John Edwards was right; there are two Americas. He just failed to identify them correctly. After reading the post-election op-eds of many liberal pundits, it’s not difficult to discern the dividing line. These are people who describe most of America–or at least the majority who voted for President Bush–as intolerant, ignorant, and blind. Although they have been given a privileged opportunity to preach to the rest of us on the editorial pages of our leading newspapers, they apparently lack enough self-awareness to recognize that their own words reveal them to be the truly intolerant.
Two days after the election, the New York Times
quoted 45-year-old Sandy Johnson of Carver County, Minn., as saying, “I have been made to feel by liberal people that my faith makes me weird.

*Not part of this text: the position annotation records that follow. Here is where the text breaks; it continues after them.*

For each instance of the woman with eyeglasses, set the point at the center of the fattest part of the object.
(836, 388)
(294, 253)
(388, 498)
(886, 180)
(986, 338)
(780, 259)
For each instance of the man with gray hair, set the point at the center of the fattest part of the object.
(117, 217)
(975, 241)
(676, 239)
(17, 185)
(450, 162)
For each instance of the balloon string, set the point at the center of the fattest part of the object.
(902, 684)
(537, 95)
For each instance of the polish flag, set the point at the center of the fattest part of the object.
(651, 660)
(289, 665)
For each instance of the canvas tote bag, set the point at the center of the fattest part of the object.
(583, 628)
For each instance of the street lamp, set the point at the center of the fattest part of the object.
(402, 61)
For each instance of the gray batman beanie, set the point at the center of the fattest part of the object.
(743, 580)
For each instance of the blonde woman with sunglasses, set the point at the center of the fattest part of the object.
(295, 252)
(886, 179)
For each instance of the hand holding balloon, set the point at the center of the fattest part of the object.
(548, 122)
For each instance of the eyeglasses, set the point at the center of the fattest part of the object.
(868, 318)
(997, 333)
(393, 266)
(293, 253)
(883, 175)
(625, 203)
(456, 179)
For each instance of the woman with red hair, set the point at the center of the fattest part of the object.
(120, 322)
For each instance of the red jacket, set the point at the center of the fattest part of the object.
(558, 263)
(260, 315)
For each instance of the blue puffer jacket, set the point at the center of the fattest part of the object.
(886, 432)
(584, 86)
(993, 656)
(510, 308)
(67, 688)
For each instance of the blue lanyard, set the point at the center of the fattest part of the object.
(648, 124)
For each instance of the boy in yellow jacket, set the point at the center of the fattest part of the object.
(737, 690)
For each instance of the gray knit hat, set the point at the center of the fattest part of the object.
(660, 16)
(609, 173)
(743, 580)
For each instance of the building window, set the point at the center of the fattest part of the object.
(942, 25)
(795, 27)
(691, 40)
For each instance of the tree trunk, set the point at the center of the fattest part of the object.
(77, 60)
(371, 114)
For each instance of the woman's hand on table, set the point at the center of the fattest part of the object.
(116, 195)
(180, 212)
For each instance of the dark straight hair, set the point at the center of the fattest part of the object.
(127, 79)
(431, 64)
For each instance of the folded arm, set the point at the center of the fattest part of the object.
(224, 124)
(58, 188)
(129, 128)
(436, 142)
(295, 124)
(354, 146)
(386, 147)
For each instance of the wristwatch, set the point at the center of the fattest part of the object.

I don’t wear my religion on my sleeve either; I’m quiet about it. But I firmly believe that my country was founded on faith, and when I saw the popular vote this time, it made me feel like I’m not such an outsider, that there are others like me, and a lot of them.”
This simple statement should send shivers down the spines of the Democrats who are hoping one day to return to power in this country. If they wish to do so, however, they will have to jettison the likes of those smug liberals–liberals who have probably never met a born-again Christian, yet still know in their hearts that such people are intolerant and ignorant, focused entirely on imposing their religion and lifestyle on the rest of us. This liberal attitude is the true intolerance, and it is what will keep the Democratic party in a position of permanent minority until it can rid itself of this bigotry.
As evidence, there is this from Tom Friedman in the New York Times: “My problem with the Christian fundamentalists supporting Mr. Bush is not their spiritual energy or the fact that I am of a different faith. It is the way in which he and they have used that religious energy to promote divisions and intolerance at home and abroad.” Similar sentiments were expressed the following day in the New York Times by Garry Wills, who argued that Bush voters were throwbacks to the age before the Enlightenment.
In his best-selling book, Bias, Bernard Goldberg noted perceptively that most liberal bias in the press does not arise from a deliberate effort to distort the news for political purposes, but from an essential ignorance that others can reasonably hold views different from theirs–an unwillingness, in effect, to accept differing views as legitimate. In this sense, the positions of Friedman and Wills rise almost to parody. The fact that Christian fundamentalists hold different views from their own means that, in their eyes, the fundamentalists are divisive and intolerant–as though the views of Friedman and Wills have a legitimacy that makes all others’ unworthy.
The story of the election just past is that the Sandy Johnsons have received this message loud and clear. They understand the bigotry they confront, and–if we credit Johnson’s remarks–they now see themselves as part of a very large group of victims. This is both good and bad news for the Democrats. The bad news is that it will take the party many years to persuade ordinary Americans that they are not held in contempt by those–such as Friedman and Wills–who purport to speak for the Democrats; the good news is that the Democrats will then be able to contest elections on the basis of legitimate policy differences with Republicans, without the burden of the distrust that Friedman-like rhetoric has sown.
There was a time, as many have noted, when the Democratic party was the “party of the people.” Although the party still lays claim to that title, everyone who has studied the 2004 election returns now knows that the claim is hollow. The Democrats now represent only a limited collection of interest groups clustered in or around the largest cities, and are represented to the world at large by an intellectual elite that is dismissive of differing views.
Around the time of the Vietnam War, the Democratic party was taken over by a left-liberal group that is not only statist in its outlook but wholly intolerant of the views of its opponents. That is one of the two Americas. It is likely that, when historians look into the partisanship and divisiveness of this era, they will find this factor at its root. Perhaps, inspired by the wreckage left around them by the GOP victory in 2004, Democrats of the center will be able to take back their party. If they do, however, their first chore will be to persuade the other America–the America of Sandy Johnson–that they are now willing to listen.
–Peter J. Wallison is a resident fellow at the American Enterprise Institute. He was White House counsel for President Reagan during the second Reagan administration.